Immunization scheduling was also an important consideration in uptake and feasibility. While in general fewer doses were more acceptable, most participants indicated a preference for a single injection with no follow-up ‘booster shot.’ Approximately half reported that they would accept more doses on a schedule if required. However, many, including ‘Andy’ (62-year-old white man) cited the challenges of adhering to an immunization schedule, particularly a longer immunization schedule, while actively using drugs:

Well that’s an issue with drug users, especially with drug users, because getting them to come in for follow ups are hard, and if the vaccine is based on the fact that you have to have three of them, say you had to have it three times two months apart, that could be an issue … but you never know with a drug user where, they could be in jail, they could be in a fucking different province, they could be anywhere. And so the follow up would be difficult.

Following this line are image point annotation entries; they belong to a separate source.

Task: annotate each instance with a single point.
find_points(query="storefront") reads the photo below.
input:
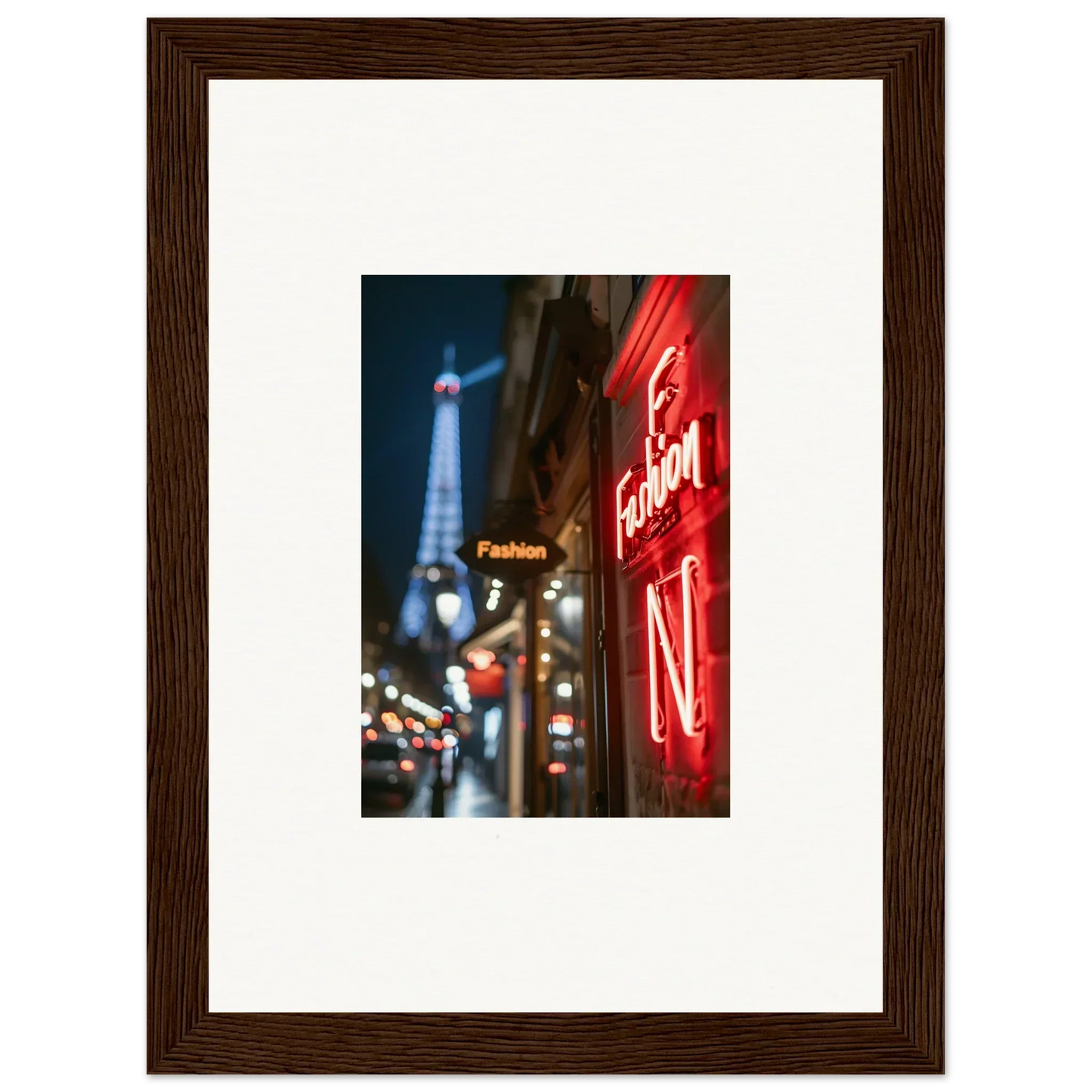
(614, 444)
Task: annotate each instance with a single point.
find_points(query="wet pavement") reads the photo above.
(470, 799)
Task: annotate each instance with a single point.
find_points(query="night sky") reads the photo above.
(405, 323)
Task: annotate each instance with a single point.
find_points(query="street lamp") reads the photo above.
(448, 608)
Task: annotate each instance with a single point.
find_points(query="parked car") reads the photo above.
(389, 763)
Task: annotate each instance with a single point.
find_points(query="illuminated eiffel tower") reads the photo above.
(437, 606)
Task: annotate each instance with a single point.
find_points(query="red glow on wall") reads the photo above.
(488, 682)
(481, 659)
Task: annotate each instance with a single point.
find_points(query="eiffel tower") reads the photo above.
(437, 608)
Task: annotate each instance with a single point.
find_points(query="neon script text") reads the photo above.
(511, 549)
(647, 497)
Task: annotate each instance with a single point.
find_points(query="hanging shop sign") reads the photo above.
(648, 496)
(512, 554)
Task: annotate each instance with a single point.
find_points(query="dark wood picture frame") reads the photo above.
(183, 56)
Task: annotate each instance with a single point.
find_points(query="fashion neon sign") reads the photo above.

More broadly, Andy underscores the barriers to engaging in preventative HIV care for criminalized populations within the context of drug prohibition, as the act of meeting daily survival needs and the risk of law enforcement lends a level of unpredictability to participants’ lives, which may prohibit regular follow-up care.

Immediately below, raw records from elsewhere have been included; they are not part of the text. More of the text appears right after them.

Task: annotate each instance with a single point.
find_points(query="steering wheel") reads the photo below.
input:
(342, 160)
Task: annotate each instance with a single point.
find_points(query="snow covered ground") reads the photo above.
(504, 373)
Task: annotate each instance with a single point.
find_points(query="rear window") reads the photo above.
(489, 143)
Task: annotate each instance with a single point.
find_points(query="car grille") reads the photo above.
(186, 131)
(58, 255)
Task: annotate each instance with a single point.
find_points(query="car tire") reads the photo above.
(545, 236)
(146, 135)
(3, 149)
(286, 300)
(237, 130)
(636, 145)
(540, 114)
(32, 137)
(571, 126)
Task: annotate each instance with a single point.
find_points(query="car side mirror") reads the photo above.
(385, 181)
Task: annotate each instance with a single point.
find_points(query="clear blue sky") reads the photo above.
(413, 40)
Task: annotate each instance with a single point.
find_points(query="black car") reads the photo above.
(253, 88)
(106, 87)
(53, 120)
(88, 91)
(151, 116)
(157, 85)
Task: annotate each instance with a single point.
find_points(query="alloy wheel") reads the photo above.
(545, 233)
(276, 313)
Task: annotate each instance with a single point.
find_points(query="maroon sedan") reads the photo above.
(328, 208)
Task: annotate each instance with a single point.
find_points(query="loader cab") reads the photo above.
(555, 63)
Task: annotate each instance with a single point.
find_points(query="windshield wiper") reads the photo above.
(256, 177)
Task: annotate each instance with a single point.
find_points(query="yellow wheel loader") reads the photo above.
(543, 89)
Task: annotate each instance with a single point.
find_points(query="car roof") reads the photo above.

In general, participants reported that they would want to receive the vaccination at a fixed site clinic, and very few individuals preferred receiving vaccinations through outreach services (e.g., ‘door to door’ or mobile campaigns). Such services may have implications for privacy, confidentiality, and social stigmatization, as Nick acknowledged:

I wouldn’t want to do it. I don’t want everybody knowing my business... if you’re going to this place, then everybody thinks you got AIDS … I go to my own doctor, no one knows what I got.

Participants identified cost as a major barrier or deterrent to vaccine uptake. Participants unanimously agreed that a preventative HIV vaccine should be free for vulnerable populations and those on limited incomes. Within this, some believed that a tested and approved HIV vaccine should be free of charge because they viewed it as a critical public health issue. Michelle was among the few participants who would be potentially willing to pay for a preventative HIV vaccine depending on the cost ($20–$100):

Because we are fucking Canadians and we’re not from the USA… There should be no reason why we shouldn’t have free anything … especially vaccines in regard to health and stuff. No matter what risk group we’re in, we deserve it …Doesn’t matter what do we do in our life, what we do on the fucking sidelines in our home and it’s our business.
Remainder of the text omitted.